大阪城下の町人は、まだ子供の夫婦の初夜を話題に載せてあれこれとうるさい。今まで読んできたこの時代の小説は、大体教科書的で作家の創造性が見られないものが多かった。この本は私の好みにぴったりだ。いわゆる人間のナマの生き様が描かれる。
秀頼の母、淀君を馬鹿な女と切り捨て、秀頼もぶくぶく太った能無し男で11歳のくせに性的には早熟とある。なにしろ淀君の溺愛は、11歳にもなる秀頼を添い寝して勃起に驚くという具合。男の子は、最初に女を感じるのは母親だと著者もいう。その通りだと思う。

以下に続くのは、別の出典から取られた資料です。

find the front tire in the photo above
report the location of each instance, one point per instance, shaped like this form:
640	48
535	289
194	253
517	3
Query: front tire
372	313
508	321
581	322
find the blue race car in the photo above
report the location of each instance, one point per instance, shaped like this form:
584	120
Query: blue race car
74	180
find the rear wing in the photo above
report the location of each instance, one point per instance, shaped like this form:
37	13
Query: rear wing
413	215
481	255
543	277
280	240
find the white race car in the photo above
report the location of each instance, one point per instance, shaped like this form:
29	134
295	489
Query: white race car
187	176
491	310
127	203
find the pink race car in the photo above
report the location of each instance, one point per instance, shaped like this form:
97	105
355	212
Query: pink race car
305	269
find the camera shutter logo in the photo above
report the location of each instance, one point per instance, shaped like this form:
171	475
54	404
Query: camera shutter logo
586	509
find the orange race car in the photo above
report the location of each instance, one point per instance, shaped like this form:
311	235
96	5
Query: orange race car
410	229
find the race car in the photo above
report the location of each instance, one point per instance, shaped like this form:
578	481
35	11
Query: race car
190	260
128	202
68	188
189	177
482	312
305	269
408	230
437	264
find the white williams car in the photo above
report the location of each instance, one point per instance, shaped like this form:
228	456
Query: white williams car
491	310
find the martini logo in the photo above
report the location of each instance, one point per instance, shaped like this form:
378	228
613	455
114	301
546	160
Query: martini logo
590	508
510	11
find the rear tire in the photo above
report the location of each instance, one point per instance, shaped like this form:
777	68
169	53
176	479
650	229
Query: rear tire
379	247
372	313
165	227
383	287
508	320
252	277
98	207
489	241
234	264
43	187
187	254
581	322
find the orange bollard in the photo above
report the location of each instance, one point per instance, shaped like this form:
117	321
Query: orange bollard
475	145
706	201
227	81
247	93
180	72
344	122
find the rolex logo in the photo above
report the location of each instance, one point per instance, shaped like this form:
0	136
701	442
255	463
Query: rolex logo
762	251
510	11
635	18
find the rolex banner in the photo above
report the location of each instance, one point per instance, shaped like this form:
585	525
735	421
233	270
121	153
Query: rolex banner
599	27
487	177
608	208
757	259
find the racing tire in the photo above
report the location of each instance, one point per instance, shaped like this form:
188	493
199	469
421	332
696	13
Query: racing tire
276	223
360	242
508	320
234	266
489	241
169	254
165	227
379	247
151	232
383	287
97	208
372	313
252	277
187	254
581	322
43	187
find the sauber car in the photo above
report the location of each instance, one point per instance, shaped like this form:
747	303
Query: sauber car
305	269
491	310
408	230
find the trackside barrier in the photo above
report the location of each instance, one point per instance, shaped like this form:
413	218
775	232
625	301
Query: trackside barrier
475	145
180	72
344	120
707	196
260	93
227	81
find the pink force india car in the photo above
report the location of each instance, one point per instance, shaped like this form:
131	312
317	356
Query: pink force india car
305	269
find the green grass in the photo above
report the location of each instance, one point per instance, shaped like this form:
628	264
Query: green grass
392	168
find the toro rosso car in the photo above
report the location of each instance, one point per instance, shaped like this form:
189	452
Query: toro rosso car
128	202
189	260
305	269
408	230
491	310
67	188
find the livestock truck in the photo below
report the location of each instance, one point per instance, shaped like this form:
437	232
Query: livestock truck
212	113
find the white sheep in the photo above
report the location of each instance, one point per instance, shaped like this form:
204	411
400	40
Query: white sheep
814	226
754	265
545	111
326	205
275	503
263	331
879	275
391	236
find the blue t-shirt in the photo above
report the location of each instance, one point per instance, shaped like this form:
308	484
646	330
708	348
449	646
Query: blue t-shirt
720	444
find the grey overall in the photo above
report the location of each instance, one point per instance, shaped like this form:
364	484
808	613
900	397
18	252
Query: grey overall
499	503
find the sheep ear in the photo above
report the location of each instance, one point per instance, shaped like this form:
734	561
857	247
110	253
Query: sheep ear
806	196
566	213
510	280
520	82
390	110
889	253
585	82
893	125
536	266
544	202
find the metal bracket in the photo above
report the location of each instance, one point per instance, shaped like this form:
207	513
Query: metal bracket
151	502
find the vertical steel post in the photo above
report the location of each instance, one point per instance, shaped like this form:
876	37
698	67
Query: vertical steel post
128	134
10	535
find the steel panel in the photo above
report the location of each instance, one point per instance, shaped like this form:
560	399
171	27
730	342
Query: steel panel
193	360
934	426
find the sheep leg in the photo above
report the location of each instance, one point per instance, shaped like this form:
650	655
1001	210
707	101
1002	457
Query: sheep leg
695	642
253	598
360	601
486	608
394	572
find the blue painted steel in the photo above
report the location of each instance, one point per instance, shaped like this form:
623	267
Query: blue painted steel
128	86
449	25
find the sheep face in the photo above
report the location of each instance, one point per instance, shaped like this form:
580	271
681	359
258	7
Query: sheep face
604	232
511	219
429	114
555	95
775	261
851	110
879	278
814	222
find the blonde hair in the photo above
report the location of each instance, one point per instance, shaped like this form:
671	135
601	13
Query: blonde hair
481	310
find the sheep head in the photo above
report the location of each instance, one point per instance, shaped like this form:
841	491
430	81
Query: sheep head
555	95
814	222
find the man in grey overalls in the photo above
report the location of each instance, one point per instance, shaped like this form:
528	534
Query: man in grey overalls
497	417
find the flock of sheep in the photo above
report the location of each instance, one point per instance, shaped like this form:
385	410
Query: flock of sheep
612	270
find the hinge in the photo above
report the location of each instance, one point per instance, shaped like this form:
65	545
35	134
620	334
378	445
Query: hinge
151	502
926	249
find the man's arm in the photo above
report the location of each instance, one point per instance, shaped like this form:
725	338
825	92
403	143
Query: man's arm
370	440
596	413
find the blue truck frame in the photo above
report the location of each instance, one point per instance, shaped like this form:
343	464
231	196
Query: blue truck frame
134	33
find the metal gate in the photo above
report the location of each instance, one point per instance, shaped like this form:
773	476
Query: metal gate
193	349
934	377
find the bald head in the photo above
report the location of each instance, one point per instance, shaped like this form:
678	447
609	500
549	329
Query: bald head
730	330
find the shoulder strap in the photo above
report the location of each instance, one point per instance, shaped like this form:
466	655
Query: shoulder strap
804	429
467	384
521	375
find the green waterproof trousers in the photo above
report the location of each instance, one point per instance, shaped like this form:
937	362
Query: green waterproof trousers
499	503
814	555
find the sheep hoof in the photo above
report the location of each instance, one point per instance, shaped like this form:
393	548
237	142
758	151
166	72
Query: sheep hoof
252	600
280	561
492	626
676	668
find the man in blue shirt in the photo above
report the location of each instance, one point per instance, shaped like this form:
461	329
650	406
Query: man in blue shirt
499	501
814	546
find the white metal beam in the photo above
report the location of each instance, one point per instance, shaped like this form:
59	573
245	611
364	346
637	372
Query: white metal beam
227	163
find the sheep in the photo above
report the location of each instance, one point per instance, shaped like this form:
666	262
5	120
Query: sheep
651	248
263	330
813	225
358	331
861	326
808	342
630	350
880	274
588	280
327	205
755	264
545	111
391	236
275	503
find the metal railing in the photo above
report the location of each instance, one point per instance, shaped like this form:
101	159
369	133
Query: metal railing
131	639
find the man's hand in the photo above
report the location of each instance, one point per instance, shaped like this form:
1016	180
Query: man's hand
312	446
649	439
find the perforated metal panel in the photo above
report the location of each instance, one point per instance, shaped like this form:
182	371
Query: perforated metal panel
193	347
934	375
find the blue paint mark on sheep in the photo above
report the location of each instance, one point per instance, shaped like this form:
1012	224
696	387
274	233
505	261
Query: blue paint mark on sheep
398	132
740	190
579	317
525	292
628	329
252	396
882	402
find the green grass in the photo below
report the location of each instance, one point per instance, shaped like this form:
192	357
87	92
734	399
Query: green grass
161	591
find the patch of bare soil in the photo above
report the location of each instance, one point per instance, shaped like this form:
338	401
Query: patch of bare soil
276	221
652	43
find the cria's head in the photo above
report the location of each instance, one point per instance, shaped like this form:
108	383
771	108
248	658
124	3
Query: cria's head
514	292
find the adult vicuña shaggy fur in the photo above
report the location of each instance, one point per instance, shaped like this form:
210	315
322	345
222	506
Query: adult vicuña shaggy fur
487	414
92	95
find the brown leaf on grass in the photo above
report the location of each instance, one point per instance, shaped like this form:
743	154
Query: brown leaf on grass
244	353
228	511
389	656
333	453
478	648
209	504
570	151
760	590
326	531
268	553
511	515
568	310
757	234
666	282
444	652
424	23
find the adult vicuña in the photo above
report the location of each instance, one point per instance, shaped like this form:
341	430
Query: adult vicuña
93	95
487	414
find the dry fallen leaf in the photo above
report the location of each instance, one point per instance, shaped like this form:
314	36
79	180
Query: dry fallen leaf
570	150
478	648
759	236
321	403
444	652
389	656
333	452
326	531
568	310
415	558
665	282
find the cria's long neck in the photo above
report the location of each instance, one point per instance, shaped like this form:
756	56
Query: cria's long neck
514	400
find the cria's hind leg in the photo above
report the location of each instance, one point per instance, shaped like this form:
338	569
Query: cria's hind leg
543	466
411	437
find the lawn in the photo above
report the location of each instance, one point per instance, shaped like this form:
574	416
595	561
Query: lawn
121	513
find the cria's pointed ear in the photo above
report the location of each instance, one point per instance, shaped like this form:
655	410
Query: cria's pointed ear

千姫に付き添ってきた一人に松坂局、呼び名おちょぼがいた。千姫を大阪城から逃げる算段をしたり、再婚相手桑名藩主本多忠政の嫡男・本多忠刻の男色相手、宮本武蔵の養子・三木之助を誘惑して忠刻と千姫の夫婦円満を計ったりした。
私は千姫より、このおちょぼに感情移入してしまった。それにしても戦国時代の女性ほど哀れなものはない。家中心の考え方の犠牲者ではあるが、おちょぼのようにけなげに千姫に仕え、機知を働かせて困難や危機を乗り越えていくしたたかさを持つ女もいる。